Well-intentioned it may be, but the movie's plot takes second place to the imagery - the opening credits over an icy landscape, the massive weather systems over the planet, colossal hailstones pelting down on Tokyo, snowstorms over India, tidal waves - and the numerous effects houses make it an eye candy feast, especially for people with a grudge against the Big Apple (kudos to Industrial Light and Magic, Digital Domain and all the less renowned FX companies involved). So on that level, it works; the music by Harald Kloser and Thomas Wanker is also a bonus, being more restrained and serious in its support than is usually the way with Emmerich movies.

And then there's the script - it has a whole load of characters but doesn't do much with any of them. Example: Climatologist Dennis Quaid's relationship with son Jake Gyllenhaal doesn't seem to be as estranged as it's intended to be, and similarly the friendship Quaid has with a longtime colleague gets about as much emphasis as the crush his younger colleague has on fellow scientist Tamlyn Tomita (and the movie pays for it later on in a sequence shamelessly ripped off from "Vertical Limit," which has little of the emotional resonance it should). In fact, all the human elements - Gyllenhaal's repressed feelings for classmate Emmy Rossum, his doctor mother Sela Ward's problems with a young patient, etc - all of them are underdeveloped or just plain undeveloped, and some moments practically scream "Contrived Climax Ahoy!"

Those moments are there because "The Day After Tomorrow" doesn't have an enemy as a natural outgrowth of its story; the elements aren't really villainous as they have no concept of right or wrong, and the closest thing to a villain here is the current administration in the White House, so Emmerich and co-writer Jeffrey Nachmanoff have to impose a tangible enemy (why else are those wolves there?) on the proceedings. This does help things from getting totally boring in the second half, though it's still pretty watchable even then - but if some more thought had been put into the screenplay, like exploring the characters or developing the promising ideas therein (like Americans fleeing to Mexico, or further looks at the Government side), it would have carried more weight and made the movie into more than an improvement on "Godzilla."

As it is, it's a competently done if implausible attention-holder that wants to be more; that it actually had the potential to be more makes it a bit of a disappointment, but at least it's a watchable one.

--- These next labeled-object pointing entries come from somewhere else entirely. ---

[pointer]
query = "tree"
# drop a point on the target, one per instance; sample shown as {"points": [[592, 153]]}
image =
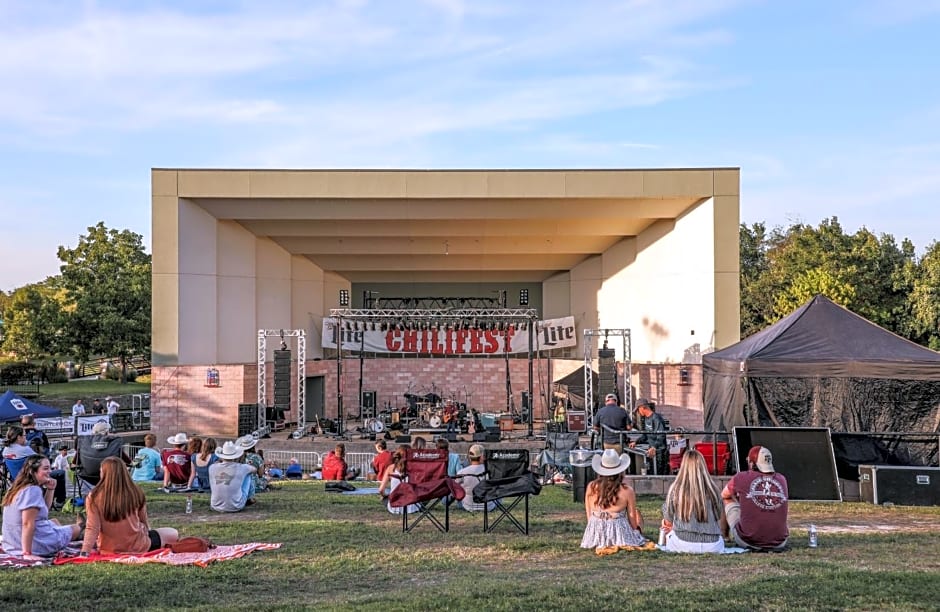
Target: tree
{"points": [[32, 321], [925, 298], [107, 280]]}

Reviewed by BaronBl00d (baronbl00d@aol.com) 8 / 10

Oh! The Weather Outside Is Frightful...

I really enjoyed this film by director Roland Emmerich a great deal. It is a fast-paced, exciting, suspenseful film filled with wonderful images, great CGI effects, plausible acting, and even a coherent script. How realistic is it? I hope not at all, but the director made the film so that it seems very real and like something that MIGHT happen. The story revolves around some major climatic shifts that cause the entire Northern hemisphere to become Artic tundra. New York City is devastated as are other major cities all over Europe. Dennis Quaid gives a good performance as a climatologist that predicted some of these events. We see things through his perspective and that of his son for much of the movie. The acting in general is good in this film. I particularly liked Ian Holm's role as the British meteorologist stuck in the middle of nowhere while these changes advanced. Much of the credit for the film's success must go to Emmerich. This is easily one of his best films. He keeps his viewer on the edge of his/her seat through the entire film. Action is the film's primary objective, but Emmerich also uses a lot of humanity in what his character's motivations are, and I for one, enjoyed seeing that side of humanity rather than what I probably would see under similar circumstances. As a previous viewer noted, this is a great popcorn movie!